Os três estavam de pé próximos a uma parede do salão, um pouco afastados do restante das pessoas. Agora que todos estavam praticamente bêbados ou extasiados demais com a festa para se concentrarem nas formalidades, o príncipe teve um tempo de descanso depois de ser rodeado por pessoas. 

Mas ele quase desejou bater a cabeça contra uma parede ao ver a cena diante de seus olhos. Não porque sentia algo em especial assistindo Ryota praticamente agarrada com Zero, cutucando-o com o dedo indicador e rindo sozinha, mas parte dele se sentiu tão afastado que parecia estar assistindo a um filme genuinamente constrangedor.

E era ainda pior quando as pessoas que estavam envolvidas eram conhecidos seus.

— E eu posso perguntar por que ela ficou desse jeito? — Edward finalmente conseguiu espaço para dialogar com Zero, que estava completamente sem graça com a situação, porém, era incapaz de se livrar da garota grudada a ele.

— Ah… Honestamente, sei tanto quanto o senhor, Alteza.

— Me chame apenas de Edward, Zero. A essa altura, não precisamos de formalidades. Acredito que esteja a par de muito mais coisas do que realmente estou ciente. 

Zero deu um sorriso torto para as palavras do príncipe, que apesar de ter apontado algo que não poderia ser ignorado, ele não parecia incomodado com isso.

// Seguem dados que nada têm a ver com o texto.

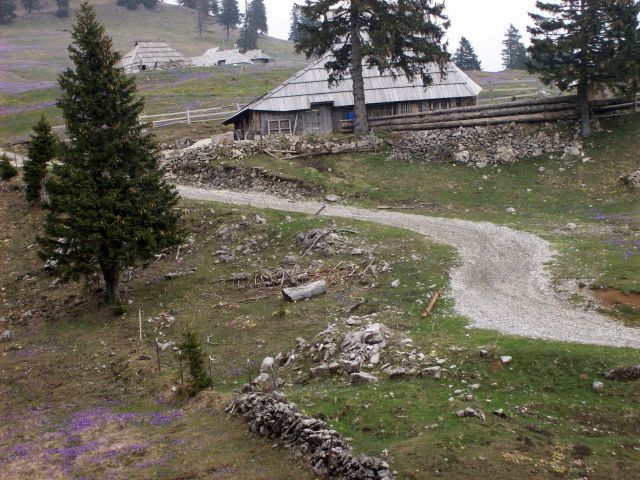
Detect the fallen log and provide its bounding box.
[282,280,327,302]
[422,290,440,318]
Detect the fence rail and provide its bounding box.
[140,103,242,128]
[342,95,640,132]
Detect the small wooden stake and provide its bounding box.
[422,290,440,318]
[178,352,184,385]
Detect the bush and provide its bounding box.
[179,327,211,395]
[0,155,18,180]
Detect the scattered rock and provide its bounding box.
[282,255,300,267]
[0,330,13,342]
[620,170,640,192]
[260,357,275,373]
[491,408,509,418]
[422,367,442,380]
[385,367,411,380]
[456,407,485,422]
[604,365,640,382]
[350,372,380,385]
[500,355,513,365]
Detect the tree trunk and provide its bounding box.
[578,82,591,138]
[351,4,369,137]
[101,266,120,303]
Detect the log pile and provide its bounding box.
[227,393,395,480]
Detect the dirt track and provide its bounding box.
[178,186,640,348]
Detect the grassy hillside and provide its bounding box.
[0,0,300,87]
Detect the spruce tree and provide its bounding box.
[38,2,182,302]
[238,0,258,52]
[178,327,211,395]
[56,0,69,18]
[209,0,220,17]
[0,0,16,24]
[0,153,18,181]
[529,0,638,138]
[249,0,269,35]
[219,0,240,40]
[21,0,42,13]
[453,37,482,71]
[289,3,300,43]
[296,0,449,136]
[23,115,58,203]
[502,24,527,70]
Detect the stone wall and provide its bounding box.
[227,392,395,480]
[390,122,583,168]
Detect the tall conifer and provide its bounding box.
[502,25,527,70]
[23,115,58,202]
[219,0,240,40]
[38,2,181,302]
[529,0,640,137]
[0,0,16,24]
[453,37,482,70]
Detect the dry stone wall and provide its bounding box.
[390,122,584,168]
[228,392,396,480]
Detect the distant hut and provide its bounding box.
[120,41,192,73]
[244,50,275,65]
[192,47,253,67]
[223,54,482,139]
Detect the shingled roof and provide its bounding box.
[223,54,482,123]
[120,41,192,73]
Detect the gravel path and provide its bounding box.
[178,186,640,348]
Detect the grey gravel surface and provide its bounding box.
[178,186,640,348]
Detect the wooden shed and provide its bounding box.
[223,54,482,139]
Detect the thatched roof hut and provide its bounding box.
[192,47,253,67]
[120,41,192,73]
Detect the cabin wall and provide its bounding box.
[234,97,477,139]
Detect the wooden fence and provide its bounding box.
[342,95,640,132]
[140,104,242,128]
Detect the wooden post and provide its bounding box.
[178,352,184,385]
[422,290,440,318]
[209,355,213,390]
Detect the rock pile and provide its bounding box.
[260,313,446,387]
[389,124,583,168]
[604,365,640,382]
[227,393,395,480]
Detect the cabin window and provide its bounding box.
[398,102,413,115]
[267,119,291,135]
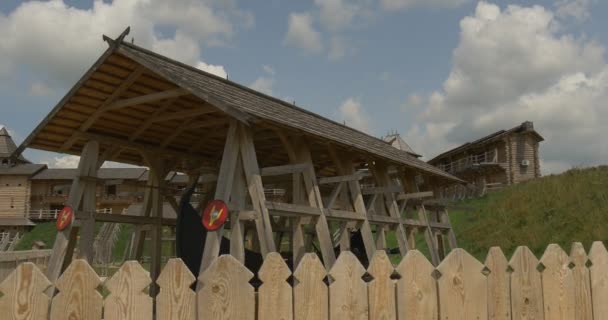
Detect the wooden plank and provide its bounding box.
[105,88,190,110]
[238,125,277,257]
[509,247,544,320]
[486,247,511,320]
[540,244,578,320]
[196,255,255,320]
[258,252,293,320]
[367,251,397,320]
[319,172,363,184]
[51,259,103,320]
[0,262,51,320]
[437,249,488,320]
[397,250,439,320]
[229,156,246,264]
[156,258,196,320]
[199,120,239,276]
[589,241,608,320]
[570,242,593,320]
[46,141,99,296]
[260,163,310,177]
[329,251,369,320]
[293,253,329,320]
[104,261,152,320]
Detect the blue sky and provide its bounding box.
[0,0,608,173]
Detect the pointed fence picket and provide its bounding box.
[0,242,608,320]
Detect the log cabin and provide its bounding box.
[429,121,544,192]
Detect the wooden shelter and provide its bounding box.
[14,29,461,292]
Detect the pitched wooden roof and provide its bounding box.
[429,121,545,164]
[16,32,460,181]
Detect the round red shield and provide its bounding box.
[55,207,74,231]
[203,200,228,231]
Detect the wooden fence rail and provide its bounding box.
[0,250,53,282]
[0,242,608,320]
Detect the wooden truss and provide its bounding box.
[47,120,456,296]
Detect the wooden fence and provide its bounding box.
[0,242,608,320]
[0,250,53,282]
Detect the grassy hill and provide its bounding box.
[17,166,608,262]
[450,166,608,261]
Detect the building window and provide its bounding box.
[106,185,116,196]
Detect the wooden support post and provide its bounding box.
[142,153,170,297]
[370,161,409,256]
[329,146,376,261]
[293,141,336,270]
[47,141,99,295]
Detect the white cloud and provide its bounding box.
[0,0,253,86]
[338,98,371,133]
[408,2,608,170]
[196,62,228,78]
[315,0,371,32]
[249,77,274,95]
[382,0,471,11]
[284,13,323,53]
[555,0,592,21]
[28,81,53,97]
[262,65,275,76]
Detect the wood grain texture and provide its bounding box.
[486,247,511,320]
[156,258,196,320]
[51,259,103,320]
[197,255,255,320]
[367,250,397,320]
[329,251,369,320]
[397,250,439,320]
[104,261,152,320]
[589,241,608,320]
[0,262,51,320]
[509,247,544,320]
[437,249,488,320]
[293,253,329,320]
[570,242,593,320]
[258,252,293,320]
[540,244,578,320]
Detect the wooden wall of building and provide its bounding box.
[0,176,30,216]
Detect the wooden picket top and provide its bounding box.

— Não estou irritado, muito pelo contrário. Estou ciente de que tanto você como a senhorita Fuyuki são pessoas que Ryota confia, então gostaria de poder confiar em vocês, também.

Vendo Edward falar dessa forma, Zero mostrou uma expressão surpresa. 

— E-Entendo. Então, muito obrigado por sua confiança. 

— Não agradeça a mim. Deveria direcionar esses sentimentos a ela — Edward apontou com o queixo para Ryota, que passou os braços ao redor de Zero e permanecia com o rosto colado junto ao seu peito, sorrindo de forma idiota.

— Zerooo.

— O que foi? — a voz dele, que antes havia saído de uma irritação constrangida, para uma de completa desistência, a respondeu.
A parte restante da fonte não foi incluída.